6/10
The Pale Blue Eye (2022)
11 January 2023
Imagine you have a house, it's a pretty average house really. Structure is fine, not too many surprises there. Now imagine that Stefania Cella stopped by to decorate the house to look like it existed in the Hudson Valley of New York during the 1830's. Masanobu Takayanagi also shows up and puts a heavy layer of fog and dramatic lighting about the place. Howard Shore provides lush, tense and sophisticated music to underscore the arrival of the guests: Christian Bale, Harry Melling and Toby Jones. Charlotte Gainsbourg and Robert Duvall wander around for a bit with very little to do, eating cocktail weenies to pass the time..

And so it is with 'The Pale Blue Eye,' the new film by Scott Cooper which presents a pretty straight forward murder mystery but with a twist: Edgar Allan Poe is involved in the investigation.

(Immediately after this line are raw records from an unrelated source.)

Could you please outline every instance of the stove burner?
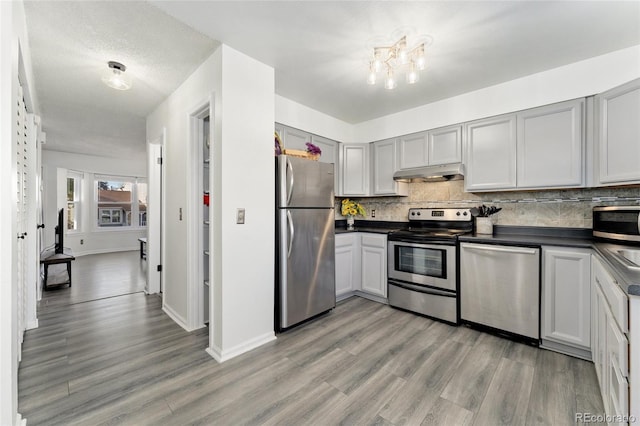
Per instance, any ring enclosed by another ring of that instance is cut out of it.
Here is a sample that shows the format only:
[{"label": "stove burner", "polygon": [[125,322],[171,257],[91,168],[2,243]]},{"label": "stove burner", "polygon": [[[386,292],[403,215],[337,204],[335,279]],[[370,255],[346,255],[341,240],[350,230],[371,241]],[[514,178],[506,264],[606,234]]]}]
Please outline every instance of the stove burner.
[{"label": "stove burner", "polygon": [[409,229],[392,232],[390,241],[449,242],[455,244],[459,235],[473,231],[473,217],[469,209],[409,209]]}]

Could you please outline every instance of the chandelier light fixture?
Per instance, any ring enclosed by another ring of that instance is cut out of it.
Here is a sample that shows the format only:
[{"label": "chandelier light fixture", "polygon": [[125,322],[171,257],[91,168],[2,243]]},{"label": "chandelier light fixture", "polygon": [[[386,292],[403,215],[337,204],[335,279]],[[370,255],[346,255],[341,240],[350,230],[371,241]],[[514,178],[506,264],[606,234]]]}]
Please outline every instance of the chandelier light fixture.
[{"label": "chandelier light fixture", "polygon": [[127,67],[116,61],[109,61],[107,64],[109,65],[109,70],[102,77],[102,82],[116,90],[131,89],[131,76],[125,74]]},{"label": "chandelier light fixture", "polygon": [[433,41],[430,36],[420,36],[417,39],[410,46],[407,43],[407,36],[403,35],[391,46],[373,47],[367,83],[375,85],[381,75],[384,78],[385,89],[395,89],[398,85],[396,75],[401,70],[405,71],[408,84],[417,83],[420,80],[420,71],[427,66],[426,46]]}]

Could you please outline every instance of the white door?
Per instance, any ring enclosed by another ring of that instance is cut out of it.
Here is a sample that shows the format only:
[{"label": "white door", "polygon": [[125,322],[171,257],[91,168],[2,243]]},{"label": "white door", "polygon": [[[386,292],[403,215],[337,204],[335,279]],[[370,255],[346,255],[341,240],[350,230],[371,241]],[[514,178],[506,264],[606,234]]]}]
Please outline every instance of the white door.
[{"label": "white door", "polygon": [[16,124],[17,124],[17,138],[16,145],[14,147],[16,152],[16,182],[17,182],[17,197],[16,197],[16,229],[17,229],[17,250],[16,250],[16,272],[17,272],[17,316],[18,316],[18,344],[21,354],[22,340],[24,336],[24,330],[26,329],[26,312],[27,312],[27,199],[29,194],[28,188],[28,175],[27,175],[27,108],[24,103],[22,87],[18,87],[18,105],[16,111]]},{"label": "white door", "polygon": [[162,144],[164,136],[148,146],[149,205],[147,207],[147,288],[162,292]]}]

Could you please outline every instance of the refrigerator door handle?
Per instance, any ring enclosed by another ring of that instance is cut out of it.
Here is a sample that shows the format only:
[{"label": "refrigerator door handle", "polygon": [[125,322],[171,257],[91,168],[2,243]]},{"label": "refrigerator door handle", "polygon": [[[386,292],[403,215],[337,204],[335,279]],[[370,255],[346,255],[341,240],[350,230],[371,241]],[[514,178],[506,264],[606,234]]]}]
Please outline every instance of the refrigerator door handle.
[{"label": "refrigerator door handle", "polygon": [[291,249],[293,248],[293,236],[295,235],[295,229],[293,227],[293,218],[291,212],[287,210],[287,224],[289,225],[289,248],[287,249],[287,259],[291,257]]},{"label": "refrigerator door handle", "polygon": [[291,202],[291,196],[293,195],[293,165],[291,161],[287,158],[287,171],[286,176],[289,177],[289,185],[287,187],[287,206]]}]

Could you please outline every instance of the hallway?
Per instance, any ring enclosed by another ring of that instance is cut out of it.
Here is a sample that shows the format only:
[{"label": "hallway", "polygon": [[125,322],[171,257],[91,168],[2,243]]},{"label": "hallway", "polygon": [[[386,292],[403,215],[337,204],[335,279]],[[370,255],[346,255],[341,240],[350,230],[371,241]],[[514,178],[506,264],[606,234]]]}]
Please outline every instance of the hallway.
[{"label": "hallway", "polygon": [[[64,265],[54,268],[64,269]],[[50,272],[51,273],[51,272]],[[51,287],[42,292],[38,317],[67,305],[144,291],[147,262],[138,251],[91,254],[72,262],[72,286]]]}]

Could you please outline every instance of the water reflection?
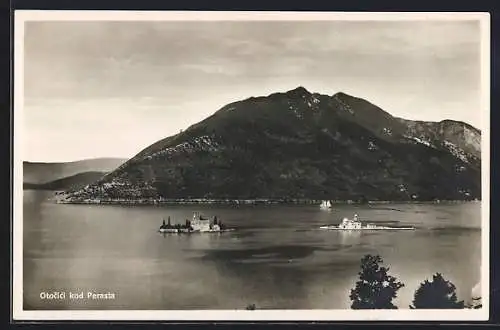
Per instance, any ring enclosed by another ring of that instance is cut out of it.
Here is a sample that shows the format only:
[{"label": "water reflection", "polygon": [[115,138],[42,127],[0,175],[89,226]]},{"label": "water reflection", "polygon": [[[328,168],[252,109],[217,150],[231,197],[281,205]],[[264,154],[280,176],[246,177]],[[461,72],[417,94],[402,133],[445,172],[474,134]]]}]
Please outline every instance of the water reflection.
[{"label": "water reflection", "polygon": [[[481,232],[470,229],[479,228],[477,205],[193,210],[57,205],[37,193],[25,196],[24,302],[31,309],[234,309],[249,303],[348,308],[348,292],[366,253],[380,254],[407,284],[403,307],[415,286],[434,272],[448,275],[461,299],[479,277]],[[162,218],[190,218],[192,211],[216,214],[238,230],[158,233]],[[419,223],[423,229],[319,230],[353,213],[370,222]],[[41,290],[57,288],[111,290],[118,298],[87,304],[39,299]]]},{"label": "water reflection", "polygon": [[361,231],[359,230],[343,230],[343,231],[336,231],[337,235],[340,238],[340,244],[342,246],[353,246],[353,245],[358,245],[360,240],[361,240]]}]

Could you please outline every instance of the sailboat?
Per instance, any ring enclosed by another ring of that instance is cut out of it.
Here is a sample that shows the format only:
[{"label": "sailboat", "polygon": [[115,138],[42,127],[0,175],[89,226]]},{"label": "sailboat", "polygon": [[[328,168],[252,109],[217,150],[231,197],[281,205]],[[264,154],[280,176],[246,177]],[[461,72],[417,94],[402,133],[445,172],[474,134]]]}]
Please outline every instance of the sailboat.
[{"label": "sailboat", "polygon": [[319,207],[322,210],[329,210],[332,208],[332,203],[330,201],[322,201]]}]

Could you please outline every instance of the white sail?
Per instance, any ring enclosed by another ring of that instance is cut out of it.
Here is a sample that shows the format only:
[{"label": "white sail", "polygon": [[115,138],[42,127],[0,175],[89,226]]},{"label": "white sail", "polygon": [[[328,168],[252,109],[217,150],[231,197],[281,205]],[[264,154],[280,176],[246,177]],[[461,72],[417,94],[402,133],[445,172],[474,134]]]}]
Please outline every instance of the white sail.
[{"label": "white sail", "polygon": [[322,209],[329,209],[332,207],[332,204],[330,203],[330,201],[322,201],[319,207]]}]

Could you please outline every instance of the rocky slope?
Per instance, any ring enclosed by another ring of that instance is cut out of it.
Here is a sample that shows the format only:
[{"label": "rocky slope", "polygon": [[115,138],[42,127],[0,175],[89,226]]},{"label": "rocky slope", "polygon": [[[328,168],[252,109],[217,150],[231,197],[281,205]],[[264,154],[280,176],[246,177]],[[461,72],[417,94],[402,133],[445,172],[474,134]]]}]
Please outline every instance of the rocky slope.
[{"label": "rocky slope", "polygon": [[433,147],[443,146],[464,161],[481,159],[481,131],[453,120],[440,122],[412,121],[399,118],[406,125],[406,136]]},{"label": "rocky slope", "polygon": [[231,103],[68,198],[480,198],[480,134],[299,87]]}]

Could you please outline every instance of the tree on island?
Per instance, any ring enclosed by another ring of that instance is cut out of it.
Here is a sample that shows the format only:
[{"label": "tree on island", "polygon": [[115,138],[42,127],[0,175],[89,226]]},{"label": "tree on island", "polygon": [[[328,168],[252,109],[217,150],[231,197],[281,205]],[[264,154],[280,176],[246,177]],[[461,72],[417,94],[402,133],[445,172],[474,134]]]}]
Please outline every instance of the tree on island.
[{"label": "tree on island", "polygon": [[255,304],[248,304],[246,310],[247,311],[254,311],[257,309],[257,306]]},{"label": "tree on island", "polygon": [[378,255],[367,254],[361,259],[359,280],[349,296],[352,309],[397,309],[392,300],[404,284],[388,275],[389,268],[379,265],[382,262]]},{"label": "tree on island", "polygon": [[432,276],[432,281],[425,280],[415,291],[411,309],[461,309],[464,302],[458,301],[456,287],[443,278],[440,273]]}]

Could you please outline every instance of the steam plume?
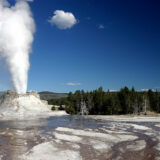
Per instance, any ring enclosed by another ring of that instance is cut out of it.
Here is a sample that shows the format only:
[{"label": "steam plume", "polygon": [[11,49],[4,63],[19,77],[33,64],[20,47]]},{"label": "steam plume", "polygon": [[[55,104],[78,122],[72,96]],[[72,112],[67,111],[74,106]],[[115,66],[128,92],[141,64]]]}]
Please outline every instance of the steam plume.
[{"label": "steam plume", "polygon": [[14,6],[0,0],[0,58],[4,58],[11,74],[15,91],[26,93],[29,53],[35,24],[26,1],[18,0]]}]

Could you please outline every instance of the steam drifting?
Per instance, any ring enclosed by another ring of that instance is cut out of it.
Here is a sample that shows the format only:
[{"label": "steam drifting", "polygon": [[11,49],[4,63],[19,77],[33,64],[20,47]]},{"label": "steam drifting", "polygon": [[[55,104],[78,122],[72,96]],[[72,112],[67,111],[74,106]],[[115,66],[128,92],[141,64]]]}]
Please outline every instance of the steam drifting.
[{"label": "steam drifting", "polygon": [[26,93],[29,54],[35,24],[26,1],[18,0],[14,6],[0,0],[0,58],[5,59],[15,91]]}]

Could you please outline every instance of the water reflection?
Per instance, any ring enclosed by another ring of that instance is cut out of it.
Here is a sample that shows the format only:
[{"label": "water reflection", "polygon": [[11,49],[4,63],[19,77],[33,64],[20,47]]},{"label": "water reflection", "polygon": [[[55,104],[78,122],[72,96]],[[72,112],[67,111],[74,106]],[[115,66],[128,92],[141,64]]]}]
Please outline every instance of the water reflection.
[{"label": "water reflection", "polygon": [[1,121],[0,154],[3,159],[18,160],[18,155],[38,143],[40,128],[47,125],[47,119]]}]

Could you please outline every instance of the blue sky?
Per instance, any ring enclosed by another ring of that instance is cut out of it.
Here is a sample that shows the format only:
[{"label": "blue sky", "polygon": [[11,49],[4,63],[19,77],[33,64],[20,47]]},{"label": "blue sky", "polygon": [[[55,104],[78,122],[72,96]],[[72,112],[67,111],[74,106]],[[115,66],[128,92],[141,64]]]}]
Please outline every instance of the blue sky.
[{"label": "blue sky", "polygon": [[[30,6],[36,33],[28,90],[160,87],[160,1],[34,0]],[[56,10],[71,12],[77,23],[51,25]]]}]

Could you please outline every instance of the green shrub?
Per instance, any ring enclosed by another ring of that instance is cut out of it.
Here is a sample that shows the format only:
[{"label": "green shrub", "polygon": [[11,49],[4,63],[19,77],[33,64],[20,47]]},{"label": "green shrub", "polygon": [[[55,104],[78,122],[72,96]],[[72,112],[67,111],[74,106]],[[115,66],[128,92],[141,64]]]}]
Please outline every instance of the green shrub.
[{"label": "green shrub", "polygon": [[75,109],[73,108],[73,107],[67,107],[66,109],[66,112],[68,113],[68,114],[75,114],[76,113],[76,111],[75,111]]},{"label": "green shrub", "polygon": [[53,107],[51,108],[51,110],[52,110],[52,111],[55,111],[55,110],[56,110],[56,107],[55,107],[55,106],[53,106]]}]

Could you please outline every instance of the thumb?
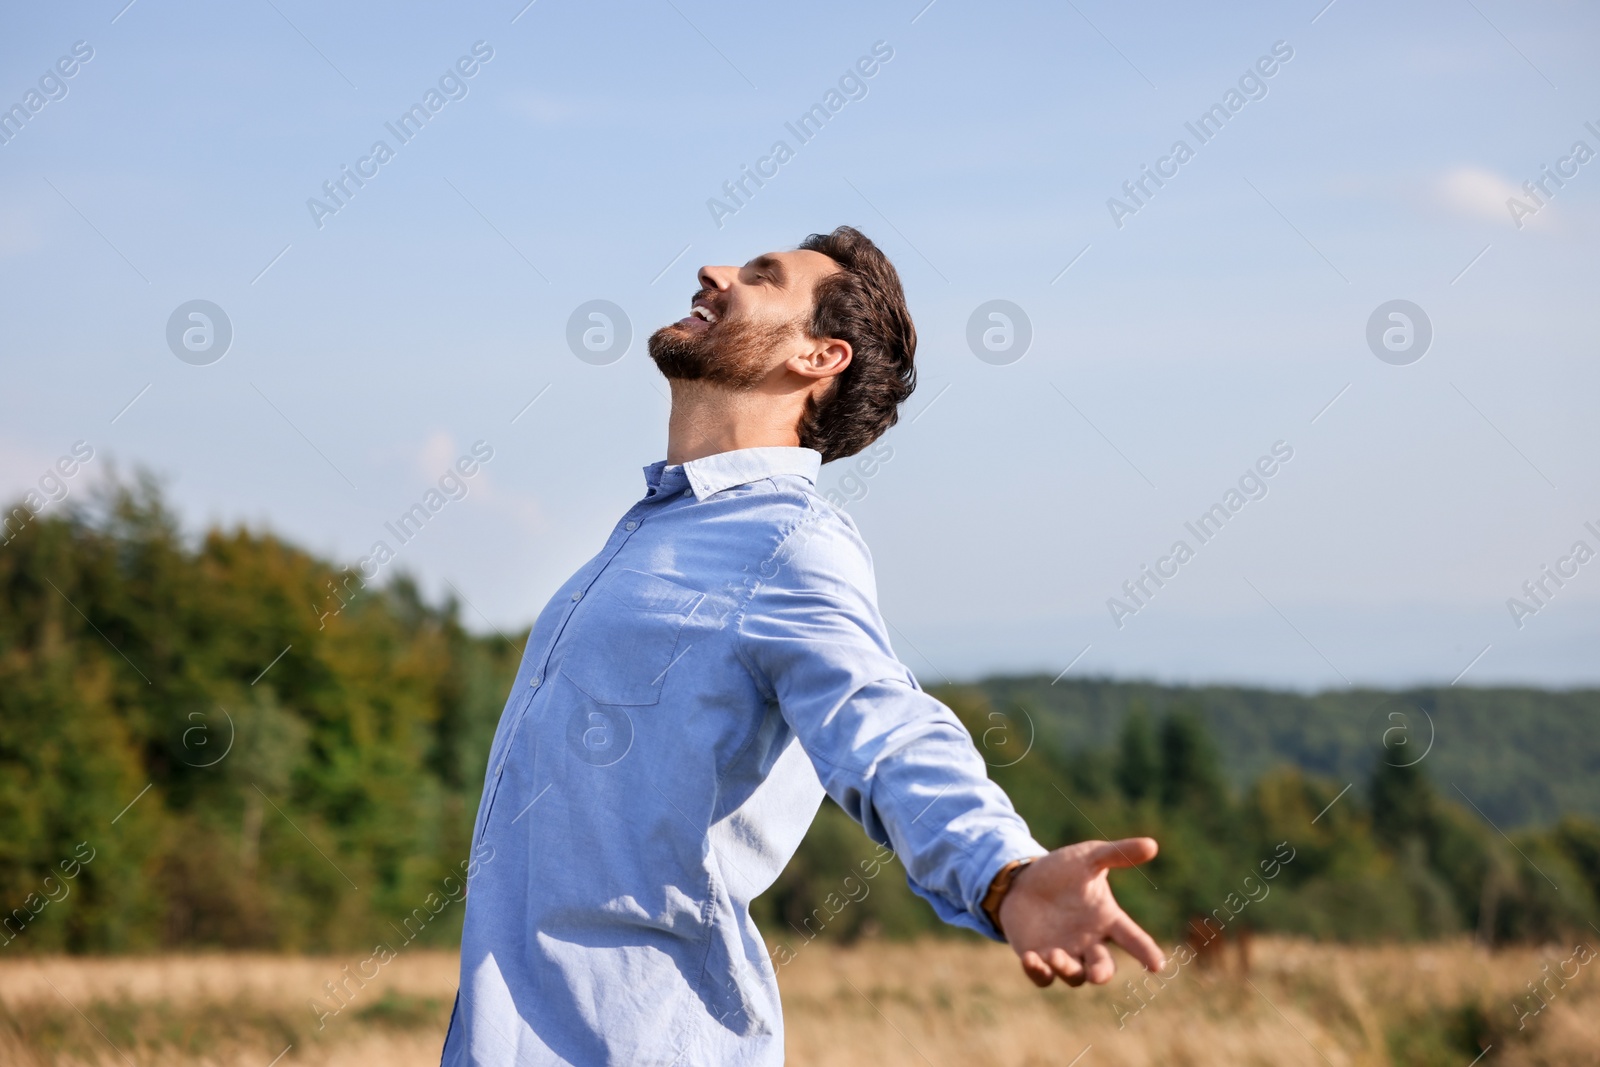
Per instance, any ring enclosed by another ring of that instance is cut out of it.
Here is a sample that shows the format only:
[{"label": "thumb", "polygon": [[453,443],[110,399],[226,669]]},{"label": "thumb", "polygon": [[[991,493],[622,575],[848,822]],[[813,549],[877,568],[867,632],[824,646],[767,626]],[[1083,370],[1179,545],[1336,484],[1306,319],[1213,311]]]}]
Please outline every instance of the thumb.
[{"label": "thumb", "polygon": [[1097,870],[1110,867],[1137,867],[1156,858],[1160,846],[1153,837],[1124,837],[1120,841],[1101,841],[1089,854]]}]

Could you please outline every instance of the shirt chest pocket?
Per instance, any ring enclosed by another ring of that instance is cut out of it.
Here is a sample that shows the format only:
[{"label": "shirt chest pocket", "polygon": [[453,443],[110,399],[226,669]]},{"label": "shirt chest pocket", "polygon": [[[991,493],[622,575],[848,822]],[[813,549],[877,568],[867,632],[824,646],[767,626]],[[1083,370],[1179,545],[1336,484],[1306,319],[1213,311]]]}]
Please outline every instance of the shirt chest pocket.
[{"label": "shirt chest pocket", "polygon": [[705,594],[642,571],[617,570],[595,583],[568,635],[561,673],[599,704],[654,704],[679,648],[684,623]]}]

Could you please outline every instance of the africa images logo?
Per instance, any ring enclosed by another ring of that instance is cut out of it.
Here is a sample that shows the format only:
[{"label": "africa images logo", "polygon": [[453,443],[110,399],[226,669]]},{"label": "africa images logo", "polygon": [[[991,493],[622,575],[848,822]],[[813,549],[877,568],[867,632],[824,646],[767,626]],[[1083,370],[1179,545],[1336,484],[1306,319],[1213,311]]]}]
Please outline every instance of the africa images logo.
[{"label": "africa images logo", "polygon": [[206,367],[228,354],[233,321],[209,300],[189,300],[167,317],[167,347],[194,367]]}]

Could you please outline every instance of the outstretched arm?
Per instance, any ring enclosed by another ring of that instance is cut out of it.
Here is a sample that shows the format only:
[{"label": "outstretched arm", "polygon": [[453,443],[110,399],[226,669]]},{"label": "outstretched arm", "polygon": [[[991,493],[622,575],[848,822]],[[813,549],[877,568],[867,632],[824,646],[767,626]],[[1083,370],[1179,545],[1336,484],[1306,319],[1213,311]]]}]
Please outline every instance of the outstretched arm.
[{"label": "outstretched arm", "polygon": [[1149,837],[1083,841],[1039,857],[1016,874],[1000,901],[999,925],[1033,983],[1104,985],[1117,971],[1115,941],[1152,971],[1166,966],[1155,940],[1128,917],[1106,872],[1155,859]]},{"label": "outstretched arm", "polygon": [[828,795],[893,847],[912,889],[945,922],[996,937],[981,906],[996,872],[1045,849],[954,712],[895,657],[859,535],[816,507],[757,568],[740,655]]},{"label": "outstretched arm", "polygon": [[[874,840],[891,843],[939,917],[1000,935],[1039,985],[1110,981],[1114,940],[1145,966],[1161,950],[1111,896],[1110,867],[1154,858],[1149,838],[1046,852],[989,780],[972,737],[889,647],[871,558],[852,526],[815,514],[759,571],[741,651],[818,778]],[[1033,858],[1037,857],[1037,858]],[[1015,873],[996,914],[996,872]]]}]

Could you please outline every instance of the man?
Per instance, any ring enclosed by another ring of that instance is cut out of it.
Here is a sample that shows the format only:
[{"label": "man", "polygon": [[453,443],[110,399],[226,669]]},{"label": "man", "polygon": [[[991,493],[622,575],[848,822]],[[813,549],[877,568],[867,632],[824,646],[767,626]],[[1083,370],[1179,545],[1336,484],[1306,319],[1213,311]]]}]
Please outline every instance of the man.
[{"label": "man", "polygon": [[817,494],[915,384],[894,267],[840,227],[699,280],[650,338],[667,458],[539,616],[495,734],[446,1067],[782,1063],[749,904],[824,790],[1036,984],[1109,981],[1108,940],[1159,970],[1106,882],[1156,843],[1033,840]]}]

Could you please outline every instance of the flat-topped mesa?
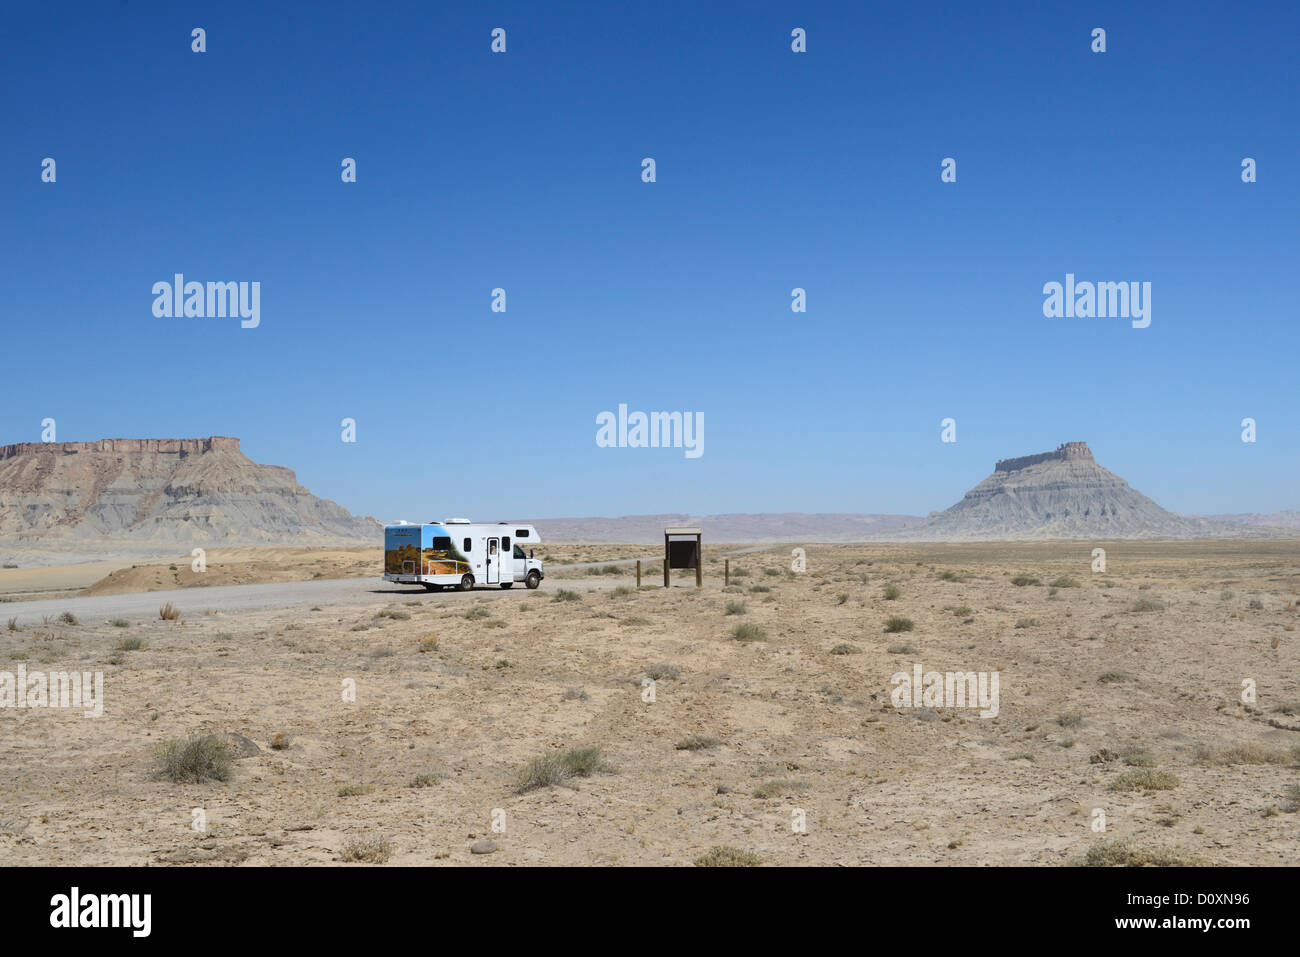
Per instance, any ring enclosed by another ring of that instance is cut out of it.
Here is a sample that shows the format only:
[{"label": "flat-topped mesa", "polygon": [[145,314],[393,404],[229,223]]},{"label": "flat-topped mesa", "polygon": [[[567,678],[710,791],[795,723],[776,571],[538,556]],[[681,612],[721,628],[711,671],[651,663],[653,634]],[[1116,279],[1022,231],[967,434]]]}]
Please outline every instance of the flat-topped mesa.
[{"label": "flat-topped mesa", "polygon": [[1092,449],[1088,448],[1087,442],[1063,442],[1051,452],[1039,452],[1037,455],[1022,455],[1014,459],[1001,459],[993,466],[995,472],[1014,472],[1017,469],[1029,468],[1031,465],[1037,465],[1039,462],[1067,461],[1069,459],[1085,459],[1093,461]]},{"label": "flat-topped mesa", "polygon": [[239,439],[212,435],[206,439],[100,439],[97,442],[20,442],[0,446],[0,460],[19,455],[75,455],[79,452],[238,452]]}]

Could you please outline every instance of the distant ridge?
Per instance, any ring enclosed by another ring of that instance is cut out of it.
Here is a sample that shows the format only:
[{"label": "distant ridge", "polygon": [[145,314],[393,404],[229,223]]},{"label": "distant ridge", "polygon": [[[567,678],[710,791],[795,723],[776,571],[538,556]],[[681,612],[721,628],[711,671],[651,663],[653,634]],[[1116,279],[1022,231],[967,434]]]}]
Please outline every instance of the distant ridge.
[{"label": "distant ridge", "polygon": [[916,515],[775,512],[770,514],[624,515],[621,518],[537,518],[543,541],[571,544],[663,545],[670,525],[698,525],[706,542],[862,542],[919,521]]},{"label": "distant ridge", "polygon": [[7,545],[378,544],[378,529],[312,495],[291,470],[253,462],[233,436],[0,447]]}]

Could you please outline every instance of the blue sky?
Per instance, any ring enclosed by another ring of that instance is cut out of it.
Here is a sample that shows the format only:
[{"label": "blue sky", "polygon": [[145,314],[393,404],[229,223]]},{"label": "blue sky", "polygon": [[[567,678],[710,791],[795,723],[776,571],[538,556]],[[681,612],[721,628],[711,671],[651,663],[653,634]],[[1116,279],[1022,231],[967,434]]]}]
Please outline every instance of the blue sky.
[{"label": "blue sky", "polygon": [[[386,520],[925,514],[1070,440],[1300,507],[1293,5],[275,6],[5,6],[0,443],[237,435]],[[1150,327],[1044,318],[1067,272]]]}]

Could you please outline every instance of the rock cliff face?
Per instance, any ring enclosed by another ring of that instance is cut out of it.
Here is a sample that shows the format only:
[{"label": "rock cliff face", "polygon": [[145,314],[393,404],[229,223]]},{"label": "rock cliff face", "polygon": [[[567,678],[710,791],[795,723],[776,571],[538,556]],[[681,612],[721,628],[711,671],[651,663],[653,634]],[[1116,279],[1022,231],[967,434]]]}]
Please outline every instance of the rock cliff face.
[{"label": "rock cliff face", "polygon": [[358,518],[258,465],[239,439],[103,439],[0,448],[0,540],[254,545],[382,540]]},{"label": "rock cliff face", "polygon": [[1165,511],[1096,463],[1086,442],[1002,459],[952,508],[896,537],[919,541],[1024,538],[1199,538],[1241,526]]}]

The other main character is Augustus Landor (Christain Bale) who is featured in one of Poe's final works but who is expanded upon by Louis Bayard in his book on which this movie is based. There has been a bizarre murder at the West Point Military Academy and Landor is brought in to solve the case, being a renowned solver of bizarre murders that he is.

The reputation of the academy is at risk and Landor is sworn to secrecy as he begins to uncover various links and untold stories involving the dead student. He also meets a young cadet by the name of Edgar Allan Poe who offers some learned insights into the various motivations at work amongst all the recruits. This portion takes up much of the runtime of the film: who knows who, who saw who do a thing, etc. We learn more about the lead characters - Landor has mysterious flashbacks to his lost daughter, Poe still talks to his dead mother twenty years on. We meet the family of the local doctor (Toby Jones) and his high strung wife (Gillian Anderson), including their son (Harry Lawtey) and daughter Lea (Lucy Boynton) for whom young Poe develops an affection for. There is also a second grisly murder, but with some strange differences suggesting that someone else may have been involved..

And so the viewer is ushered through various machinations as 'The Pale Blue Eye' slowly starts to reveal its secrets. There isn't much guessing involved, as the story kind of walks you through many of the solutions. There is a twist at the end, which isn't that easy to figure out, but the fact that there will be a twist is - based on some unresolved information eluded to earlier. The story is very average and feels like a solid 'Black Mirror' episode stretched out to feature length; a cop / buddy comedy but sad and tragic. Like Jack Clayton's 'The Innocents' but too relaxed to really capture that stiffled repressed tension.

Christain Bale uses many of his established skills in his portrayal of Landor, but doesn't roll out many new ones. The real find here is Harry Melling, who brings quite a bit to the role of Edgar Allan Poe. There is a real vulnerability in his slightly crossed eyes and the physical resemblance to the actual Poe is uncanny. I wish the film spent more time with him instead of wandering around the dark woods looking for answers to questions that weren't that interesting to begin with. 'The Pale Blue Eye' does do quite a few things right on a technical level but really fails to engage the viewer intellectually, which is a shame considering the fascinating characters they had to work with. 6/10.